North-eastern and Hunanese cuisines are not the only ones making gradual inroads into British restaurant culture. Large numbers of Fujianese immigrants have joined the catering trade, although they are often inconspicuous in the kitchens of Cantonese restaurants. Fujian province lies on the south-eastern Chinese coast, and is known for its delicate soups, appetising street snacks and gentle way with oysters and other seafood. A handful of Fujianese cafes have come and gone in London: only one remains, Fuzhou in Gerrard Street, which is the place to go for gorgeous fishballs stuffed with minced pork and cabbage-and-clam soup with slippery rice pasta.

西北和湖南菜餚不是唯一入侵英國餐飲文化的。大量的福建移民開始加入餐飲行業,儘管他們在粵式餐館的廚房並不常顯眼。福建省位於中國東南海岸線上,少量的福建餐館在英國來來往往:只有一家留存下來,【傑拉德大街(Gerrard Street)】的『福州(Fuzhou)』,那是追尋——填滿豬肉末的極品魚丸和配以捲心菜蛤蜊湯的爽滑米粉——的地方。

Shanghainese food has traditionally been hard to find in Britain, although the city lies in one of China's richest gastronomic regions. The city itself is best known for the xiao long bao "soup dumpling" and for its sweet, soy-dark braises, but the wider region is the source of exquisite river delicacies such as crab, eel and shrimp, and famous dishes including beggar's chicken and dongpo pork. For a glimpse of Shanghainese cuisine, seek out the elegant dishes created by Shanghainese consultant chef Zhang Chichang at the Bright Courtyard Club in Baker Street, or the modest, homestyle stir-fries such as green soya beans with pork and pickled greens at Red Sun in New Quebec Street.

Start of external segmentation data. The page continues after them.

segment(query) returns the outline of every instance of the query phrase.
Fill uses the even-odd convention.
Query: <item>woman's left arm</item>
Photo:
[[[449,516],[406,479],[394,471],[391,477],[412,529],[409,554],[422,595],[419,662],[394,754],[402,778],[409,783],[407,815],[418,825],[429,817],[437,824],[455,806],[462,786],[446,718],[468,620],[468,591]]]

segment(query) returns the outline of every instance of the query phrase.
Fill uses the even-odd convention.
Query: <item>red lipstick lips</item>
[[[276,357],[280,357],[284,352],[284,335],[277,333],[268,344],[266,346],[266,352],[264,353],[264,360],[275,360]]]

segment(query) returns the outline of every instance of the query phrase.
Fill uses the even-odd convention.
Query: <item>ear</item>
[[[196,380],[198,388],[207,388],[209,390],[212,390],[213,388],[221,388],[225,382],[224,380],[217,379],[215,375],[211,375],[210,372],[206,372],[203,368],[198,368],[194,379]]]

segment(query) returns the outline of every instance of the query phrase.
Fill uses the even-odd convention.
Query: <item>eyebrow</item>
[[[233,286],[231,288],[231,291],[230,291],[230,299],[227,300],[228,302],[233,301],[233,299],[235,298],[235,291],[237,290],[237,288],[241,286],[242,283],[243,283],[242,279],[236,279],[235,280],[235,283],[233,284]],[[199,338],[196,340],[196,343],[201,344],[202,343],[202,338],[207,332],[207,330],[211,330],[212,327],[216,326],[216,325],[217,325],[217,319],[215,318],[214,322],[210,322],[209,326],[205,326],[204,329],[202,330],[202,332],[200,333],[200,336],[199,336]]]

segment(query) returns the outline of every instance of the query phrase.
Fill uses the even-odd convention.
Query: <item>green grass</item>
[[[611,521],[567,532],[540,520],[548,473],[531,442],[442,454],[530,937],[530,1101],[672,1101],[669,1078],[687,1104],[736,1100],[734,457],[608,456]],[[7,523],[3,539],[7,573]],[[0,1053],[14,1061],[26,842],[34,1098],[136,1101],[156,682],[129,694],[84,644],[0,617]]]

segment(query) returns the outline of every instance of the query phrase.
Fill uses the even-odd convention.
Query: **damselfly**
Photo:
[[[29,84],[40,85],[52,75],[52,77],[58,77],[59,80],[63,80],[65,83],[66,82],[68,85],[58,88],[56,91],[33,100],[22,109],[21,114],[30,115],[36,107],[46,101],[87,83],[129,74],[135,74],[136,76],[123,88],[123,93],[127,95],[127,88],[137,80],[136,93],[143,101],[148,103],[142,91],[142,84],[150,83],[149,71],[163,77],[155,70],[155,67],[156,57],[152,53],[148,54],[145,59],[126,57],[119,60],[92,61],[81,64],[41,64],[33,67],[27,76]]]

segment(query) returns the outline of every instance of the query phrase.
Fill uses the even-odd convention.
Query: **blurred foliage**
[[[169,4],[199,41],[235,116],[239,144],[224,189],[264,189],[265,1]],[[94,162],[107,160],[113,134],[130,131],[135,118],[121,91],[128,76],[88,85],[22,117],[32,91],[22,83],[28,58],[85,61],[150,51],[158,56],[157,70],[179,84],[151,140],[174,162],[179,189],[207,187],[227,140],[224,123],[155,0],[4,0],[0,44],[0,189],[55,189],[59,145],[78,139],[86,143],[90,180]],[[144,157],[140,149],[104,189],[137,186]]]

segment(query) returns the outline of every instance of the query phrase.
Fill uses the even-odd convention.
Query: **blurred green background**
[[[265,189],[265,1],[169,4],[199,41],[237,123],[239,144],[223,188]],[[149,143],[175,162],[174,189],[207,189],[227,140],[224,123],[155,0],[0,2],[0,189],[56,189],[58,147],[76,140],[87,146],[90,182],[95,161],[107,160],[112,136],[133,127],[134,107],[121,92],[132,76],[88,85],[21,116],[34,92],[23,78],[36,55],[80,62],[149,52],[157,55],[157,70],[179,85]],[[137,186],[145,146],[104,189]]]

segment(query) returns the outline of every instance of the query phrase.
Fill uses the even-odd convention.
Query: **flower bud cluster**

傳統上滬菜在英國很難被發現,儘管這座城市位於中國最富美食烹飪的地區之一。這座城市最富盛名的莫過於小籠包“湯包”和其甜口、醬燜(菜式),更廣泛源於其精緻的河鮮如螃蟹、鰻魚和蝦。知名菜式包括「叫花雞」和「東坡肉」。想一睹上海菜的佳餚。去找【貝克大街(Baker Street)】的『光明庭俱樂部(Bright Courtyard Club,音譯)』的滬菜顧問張馳昌(音譯)大廚親手烹製的優雅菜餚,或者位於【新魁北克大街(New Quebec Street)】的『紅日(Red Sun)』那最現代的、家常炒菜如「綠豆豬肉」和「醃製蔬菜」。

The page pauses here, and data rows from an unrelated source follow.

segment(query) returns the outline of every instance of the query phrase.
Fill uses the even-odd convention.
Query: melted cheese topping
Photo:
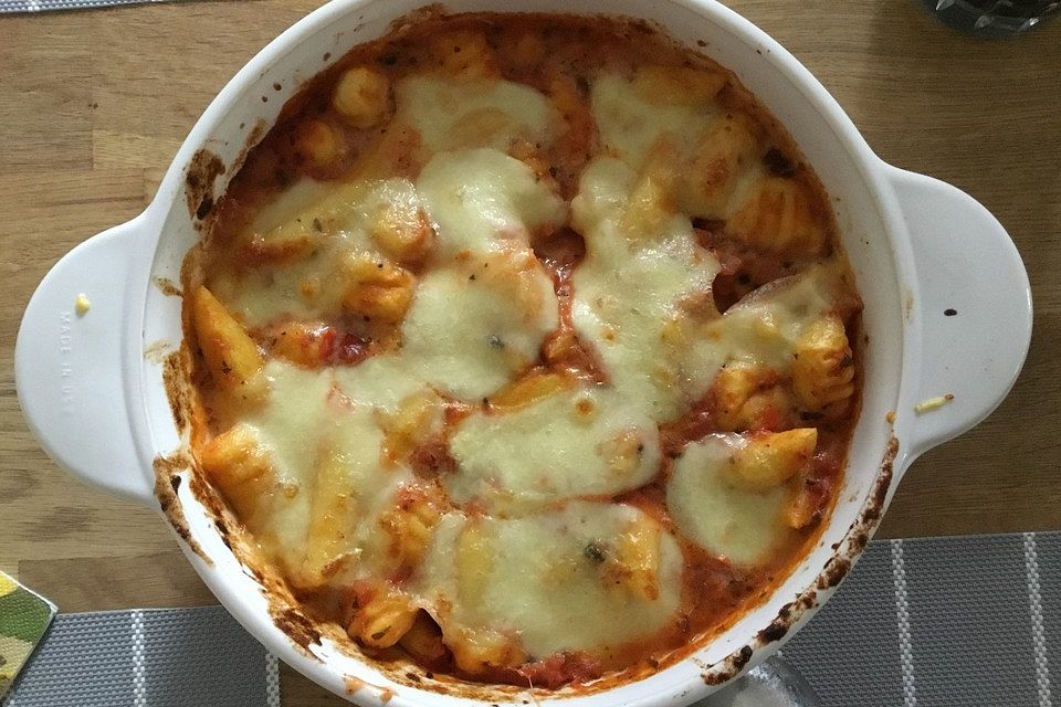
[[[692,316],[718,262],[696,245],[687,217],[661,211],[655,228],[624,230],[634,180],[629,167],[609,158],[582,175],[572,218],[586,239],[586,260],[575,272],[572,315],[627,404],[663,421],[680,414],[684,395],[668,331]]]
[[[477,401],[537,358],[557,326],[553,285],[537,263],[529,272],[502,263],[493,263],[494,273],[476,262],[471,273],[447,268],[423,277],[402,325],[402,376]]]
[[[351,256],[378,256],[372,226],[388,213],[414,219],[422,204],[408,179],[325,186],[304,179],[265,207],[244,238],[263,251],[286,255],[250,270],[229,306],[250,326],[277,318],[321,319],[340,310],[342,277]]]
[[[550,139],[558,120],[540,93],[508,81],[412,76],[395,88],[398,118],[432,152],[468,147],[507,150],[514,139]]]
[[[515,637],[532,657],[607,652],[659,632],[677,609],[682,555],[670,535],[658,536],[655,600],[617,585],[609,572],[616,539],[642,523],[654,525],[630,506],[582,502],[510,520],[451,516],[419,585],[443,632],[469,643]]]
[[[330,370],[307,371],[281,361],[270,361],[256,381],[263,400],[252,404],[241,424],[250,429],[269,455],[277,490],[266,500],[267,513],[256,514],[255,532],[296,582],[305,579],[307,552],[318,549],[311,526],[322,500],[315,497],[327,458],[334,460],[336,478],[328,495],[342,493],[358,510],[358,523],[332,547],[335,558],[348,556],[378,564],[381,538],[374,529],[379,516],[393,504],[397,488],[411,478],[403,468],[382,469],[382,435],[372,409],[356,404],[335,387]]]
[[[610,74],[592,88],[591,106],[605,150],[633,168],[644,162],[660,138],[689,151],[721,113],[711,99],[668,103],[647,93],[638,83]]]
[[[417,182],[439,234],[439,257],[526,250],[530,233],[563,223],[564,202],[530,168],[494,149],[442,152]]]
[[[473,40],[451,44],[492,51]],[[547,61],[534,49],[513,51]],[[539,176],[557,159],[550,148],[571,137],[564,101],[585,101],[578,83],[568,96],[550,82],[546,97],[497,78],[359,71],[347,93],[378,107],[384,137],[360,152],[346,145],[355,176],[304,177],[227,234],[243,261],[208,283],[234,315],[217,336],[242,325],[253,370],[265,360],[213,409],[256,444],[253,463],[264,458],[272,479],[244,521],[296,588],[347,597],[371,587],[346,608],[351,635],[388,647],[355,624],[384,612],[384,635],[423,609],[465,674],[564,652],[614,662],[624,646],[675,635],[697,611],[696,570],[683,570],[700,553],[683,558],[682,548],[766,567],[794,542],[782,514],[794,486],[791,475],[765,493],[731,484],[725,469],[746,435],[669,435],[702,412],[729,365],[769,373],[748,376],[773,395],[755,405],[784,404],[801,337],[850,292],[842,261],[818,258],[719,314],[712,285],[723,267],[692,220],[739,215],[752,246],[788,238],[765,226],[799,226],[806,233],[782,245],[813,245],[811,200],[776,176],[763,189],[763,127],[721,107],[723,72],[598,73],[588,107],[599,149],[565,203],[557,182],[567,193],[569,175]],[[408,149],[388,171],[396,135]],[[592,126],[588,139],[598,143]],[[577,157],[557,161],[581,166]],[[410,178],[365,176],[396,172]],[[787,215],[759,218],[770,204]],[[533,249],[568,226],[585,257],[569,283],[554,283]],[[570,304],[564,328],[556,288]],[[378,338],[364,360],[342,359],[353,363],[307,355],[302,365],[321,366],[308,370],[272,358],[281,349],[263,340],[291,321]],[[569,326],[591,366],[557,362],[551,347],[575,339]],[[292,331],[284,341],[302,341]],[[223,361],[225,342],[213,344]],[[664,449],[676,457],[669,472]],[[228,481],[245,490],[240,471]],[[663,529],[656,518],[668,517]]]
[[[508,413],[479,412],[450,441],[461,473],[451,497],[491,513],[572,496],[611,496],[648,482],[660,464],[659,433],[611,390],[577,387]]]
[[[723,473],[746,444],[739,435],[712,435],[685,447],[666,485],[671,517],[686,537],[738,564],[763,561],[791,532],[781,509],[788,488],[742,490]]]
[[[682,361],[687,390],[702,395],[729,362],[788,370],[800,335],[834,306],[839,268],[829,261],[776,281],[702,325]]]

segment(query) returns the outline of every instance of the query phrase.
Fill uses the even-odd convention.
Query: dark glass
[[[1011,36],[1061,12],[1061,0],[921,0],[953,28],[979,36]]]

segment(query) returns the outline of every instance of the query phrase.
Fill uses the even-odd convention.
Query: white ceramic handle
[[[56,464],[102,490],[149,504],[151,474],[137,451],[126,388],[138,365],[126,360],[126,331],[143,299],[130,296],[141,223],[88,239],[52,267],[22,317],[14,380],[30,430]],[[91,306],[78,315],[81,294]]]
[[[1006,398],[1031,342],[1031,287],[1006,230],[946,182],[887,167],[913,245],[923,337],[917,400],[954,395],[913,415],[916,456],[966,432]],[[907,363],[908,365],[908,363]],[[913,458],[911,456],[911,458]]]

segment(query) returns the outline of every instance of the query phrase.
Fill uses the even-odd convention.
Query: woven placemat
[[[826,707],[1050,707],[1058,642],[1050,532],[874,541],[782,653]],[[220,606],[60,615],[3,701],[116,705],[276,707],[276,659]]]

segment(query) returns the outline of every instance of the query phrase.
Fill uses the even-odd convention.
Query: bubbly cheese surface
[[[475,413],[450,442],[458,503],[527,513],[578,496],[637,488],[659,468],[656,426],[608,389],[574,386],[511,412]]]
[[[857,410],[858,297],[732,74],[479,22],[344,57],[237,176],[186,287],[196,454],[374,655],[556,687],[658,664],[790,564]]]
[[[431,151],[549,140],[557,123],[539,92],[494,78],[413,76],[395,89],[398,117]]]
[[[653,537],[659,597],[641,598],[611,577],[621,571],[618,539],[643,524],[654,527],[635,508],[581,502],[516,519],[451,517],[420,581],[437,604],[456,600],[449,613],[435,610],[443,632],[487,644],[515,635],[532,658],[607,651],[651,636],[677,609],[682,557],[666,532]]]
[[[674,523],[697,545],[739,564],[754,564],[789,532],[781,520],[787,489],[757,494],[726,478],[725,467],[745,444],[739,435],[690,444],[674,462],[666,503]]]

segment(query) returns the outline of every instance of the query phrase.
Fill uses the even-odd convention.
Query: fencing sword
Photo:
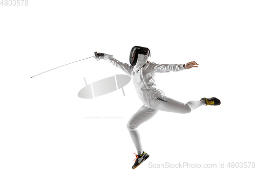
[[[97,54],[97,52],[95,52],[95,53],[96,53],[96,54]],[[67,65],[68,65],[68,64],[72,64],[72,63],[75,63],[76,62],[78,62],[78,61],[82,61],[82,60],[86,60],[86,59],[89,59],[89,58],[92,58],[92,57],[95,57],[95,56],[92,56],[92,57],[88,57],[88,58],[84,58],[84,59],[82,59],[82,60],[80,60],[76,61],[75,61],[75,62],[72,62],[72,63],[69,63],[69,64],[65,64],[65,65],[61,65],[61,66],[59,66],[59,67],[56,67],[56,68],[53,68],[53,69],[49,69],[49,70],[47,70],[47,71],[46,71],[42,72],[41,72],[41,73],[40,73],[40,74],[38,74],[38,75],[35,75],[35,76],[32,76],[32,77],[31,77],[30,78],[32,78],[32,77],[35,77],[35,76],[38,76],[38,75],[39,75],[42,74],[43,73],[45,73],[45,72],[47,72],[47,71],[49,71],[52,70],[53,69],[56,69],[56,68],[59,68],[59,67],[62,67],[62,66],[63,66]]]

Sichuan and Hunan are China's best-known spice regions, but chillies are also adored in Guizhou province. Maotai Kitchen in Soho, named after the famous local liquor, offers Guizhou food. The jovial chef, Zhu Shixiu, grew up in the beautiful hills near the Guizhou-Hunan border, and, after years working in Cantonese restaurants, has been given free rein with the menu. His wife makes the "villagers' pickled Chinese cabbage", a delicious salad laced with coriander, fermented black beans and chilli. Many of his rustic dishes share the sour-hot characteristic of Hunan cooking, but the intriguing lemongrass note in some of them comes from litsea oil (mu jiang you), a Chinese medicine used as a condiment in Guizhou and a few other regions. Maotai Kitchen is part of the same group as Leong's Legends, which serves Taiwanese specialities.

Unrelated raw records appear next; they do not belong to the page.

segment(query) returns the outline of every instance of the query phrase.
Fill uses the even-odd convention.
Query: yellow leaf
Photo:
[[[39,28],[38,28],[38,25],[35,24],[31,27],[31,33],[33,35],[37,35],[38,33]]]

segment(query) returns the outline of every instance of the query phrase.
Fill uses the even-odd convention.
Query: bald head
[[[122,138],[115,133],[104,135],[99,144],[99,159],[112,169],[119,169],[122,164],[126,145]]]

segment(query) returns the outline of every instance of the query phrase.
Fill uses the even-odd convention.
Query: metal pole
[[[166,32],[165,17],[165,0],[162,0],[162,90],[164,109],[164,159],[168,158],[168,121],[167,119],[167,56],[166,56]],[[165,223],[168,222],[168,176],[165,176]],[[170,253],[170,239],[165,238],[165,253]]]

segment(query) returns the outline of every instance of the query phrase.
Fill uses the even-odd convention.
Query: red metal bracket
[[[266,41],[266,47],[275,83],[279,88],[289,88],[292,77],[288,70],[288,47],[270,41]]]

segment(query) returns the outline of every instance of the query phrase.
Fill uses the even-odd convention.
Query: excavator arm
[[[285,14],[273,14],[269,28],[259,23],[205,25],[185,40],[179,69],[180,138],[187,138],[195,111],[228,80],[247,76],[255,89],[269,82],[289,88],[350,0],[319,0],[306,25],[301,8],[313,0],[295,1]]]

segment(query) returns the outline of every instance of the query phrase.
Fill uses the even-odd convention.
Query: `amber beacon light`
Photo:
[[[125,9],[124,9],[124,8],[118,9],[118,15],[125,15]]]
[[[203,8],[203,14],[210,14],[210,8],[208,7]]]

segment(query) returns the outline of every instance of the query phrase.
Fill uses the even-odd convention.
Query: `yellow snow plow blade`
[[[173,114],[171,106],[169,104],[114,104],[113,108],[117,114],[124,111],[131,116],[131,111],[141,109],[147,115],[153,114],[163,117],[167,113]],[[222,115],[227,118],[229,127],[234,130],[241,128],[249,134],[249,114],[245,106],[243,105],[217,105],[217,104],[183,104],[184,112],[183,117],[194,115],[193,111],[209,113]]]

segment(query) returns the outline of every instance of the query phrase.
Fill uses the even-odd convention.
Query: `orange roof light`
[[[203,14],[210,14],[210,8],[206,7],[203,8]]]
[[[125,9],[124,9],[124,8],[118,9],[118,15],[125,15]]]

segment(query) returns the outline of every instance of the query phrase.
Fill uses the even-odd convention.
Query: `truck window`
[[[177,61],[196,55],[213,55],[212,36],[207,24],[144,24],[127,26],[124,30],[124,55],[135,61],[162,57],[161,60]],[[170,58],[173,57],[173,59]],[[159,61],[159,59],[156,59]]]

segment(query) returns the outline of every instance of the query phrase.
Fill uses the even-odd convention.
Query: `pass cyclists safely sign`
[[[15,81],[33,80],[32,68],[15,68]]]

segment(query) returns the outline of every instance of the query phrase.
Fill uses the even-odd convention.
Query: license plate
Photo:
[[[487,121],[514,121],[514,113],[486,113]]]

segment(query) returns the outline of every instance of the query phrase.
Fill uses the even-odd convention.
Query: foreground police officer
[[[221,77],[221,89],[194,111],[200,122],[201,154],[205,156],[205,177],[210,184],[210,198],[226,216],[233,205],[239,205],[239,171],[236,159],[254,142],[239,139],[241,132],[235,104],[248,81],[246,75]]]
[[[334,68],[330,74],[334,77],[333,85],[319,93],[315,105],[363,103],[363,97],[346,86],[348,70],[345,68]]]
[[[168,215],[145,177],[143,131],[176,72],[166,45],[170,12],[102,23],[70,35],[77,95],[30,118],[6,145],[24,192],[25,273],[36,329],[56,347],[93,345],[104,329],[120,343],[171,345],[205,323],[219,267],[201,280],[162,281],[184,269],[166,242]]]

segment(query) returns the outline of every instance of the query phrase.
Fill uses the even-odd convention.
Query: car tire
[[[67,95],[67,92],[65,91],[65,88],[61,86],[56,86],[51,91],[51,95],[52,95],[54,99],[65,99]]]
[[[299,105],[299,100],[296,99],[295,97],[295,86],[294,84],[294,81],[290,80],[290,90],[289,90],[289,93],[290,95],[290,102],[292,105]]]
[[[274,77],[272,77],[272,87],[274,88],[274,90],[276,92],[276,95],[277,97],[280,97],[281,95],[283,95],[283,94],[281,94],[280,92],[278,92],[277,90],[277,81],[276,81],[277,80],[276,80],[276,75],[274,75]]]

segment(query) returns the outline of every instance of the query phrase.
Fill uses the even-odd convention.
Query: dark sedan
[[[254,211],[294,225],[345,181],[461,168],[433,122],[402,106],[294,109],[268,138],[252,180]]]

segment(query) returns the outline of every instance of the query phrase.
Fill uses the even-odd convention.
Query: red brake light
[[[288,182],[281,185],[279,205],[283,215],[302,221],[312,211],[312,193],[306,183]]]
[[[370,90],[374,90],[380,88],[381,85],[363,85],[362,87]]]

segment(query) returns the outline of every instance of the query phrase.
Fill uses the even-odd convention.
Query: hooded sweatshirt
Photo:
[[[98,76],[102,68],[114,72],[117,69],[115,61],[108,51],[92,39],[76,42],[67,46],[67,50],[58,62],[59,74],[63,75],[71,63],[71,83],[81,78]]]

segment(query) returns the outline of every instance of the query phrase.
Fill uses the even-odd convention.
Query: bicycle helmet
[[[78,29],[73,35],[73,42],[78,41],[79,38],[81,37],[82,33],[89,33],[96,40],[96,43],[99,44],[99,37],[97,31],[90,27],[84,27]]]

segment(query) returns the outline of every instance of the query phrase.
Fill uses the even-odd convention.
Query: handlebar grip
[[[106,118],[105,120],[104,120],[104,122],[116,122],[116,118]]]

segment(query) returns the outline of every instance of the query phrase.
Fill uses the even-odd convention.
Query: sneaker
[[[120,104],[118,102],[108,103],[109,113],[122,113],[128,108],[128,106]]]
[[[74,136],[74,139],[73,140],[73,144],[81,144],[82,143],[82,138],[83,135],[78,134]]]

四川和湖南是中國最負盛名的香料產區,但貴州省同樣嗜辣。【索霍區(Soho)】的『茅臺竈(Maotai Kitchen)』,以當地名酒爲店名,供應貴州菜餚。快樂的主廚,朱石秀(音譯),成長於湘黔交界的小山中,而且,在粵式餐館工作數年後,被給予了制定菜單的自由。他的妻子製作的“鄉村醃白菜”,是一道點綴香菜、豆豉和辣椒的美味沙拉。他製作的許多鄉村菜餚裏包含了湖南菜式烹飪的酸辣特色,但其中一些菜色的迷人的檸檬草香來自於木姜油(litsea oil ,mu jiang you),一味在貴州和一些其他地區被當做調味品的中草藥。『茅臺竈(Maotai Kitchen)』是『梁山好漢(Leong's Legends)』集團的一員,這是一家供應臺灣菜餚的集團。

While there has been a flowering of regional cuisines in London, only Sichuanese cuisine has really broken out of the capital and begun its long march all over the country – a sign, perhaps, of its decade-long status as China's trendiest style of cooking. Red N Hot has branches in Manchester and Birmingham, while Red Chilli has expanded from its original Manchester HQ into Leeds and York: the spicy menu charmingly promises to look after "your pocket, stomach and soul". And in Oxford, My Sichuan has taken over the old school house at Gloucester Green, where chef Zhou Jun from Chengdu presides over a kitchen offering all the classic Sichuanese specialities.

作爲在倫敦開花的一種地方菜色,或許,只有四川菜已經衝出省府並開始了全國的長征——引領數十年中國烹飪風尚的地位的一個標誌。『紅和辣(Red N Hot)』已經在曼徹斯特和伯明翰開設了分店,同時『紅辣椒(Red Chilli)』已經從原本的曼徹斯特總部擴張至利茲市和紐約市:辣口菜單誘人地保證着照顧“你的口袋,胃和靈魂”。在牛津,『我的四川(My Sichuan)』已經接管了【格洛斯特格林(Gloucester Green)】的舊校舍,來自成都的大廚周軍(音譯)主持着一間提供全套傳統川菜的廚房。

As China's changing culinary fashions continue to cause ripples in the restaurant scene in London, the range of regional flavours is only likely to increase and spread across the country. In the meantime, Sichuanese cuisine has already radically changed the face of Chinese food in many parts of Britain. No one, it seems, need go for long without dry-fried beans or a bowlful of sliced sea bass in a sea of sizzling chilli oil.

中國變化中的烹飪風尚波及倫敦的餐飲業,地域口味的範圍已經增加並席捲全國。在此期間,川式烹飪已經從根本上改變了英國許多部分中餐的面貌。沒人能夠長期離得開幹炸黃豆或一碗熱滋滋的辣椒油中的海鱸魚片。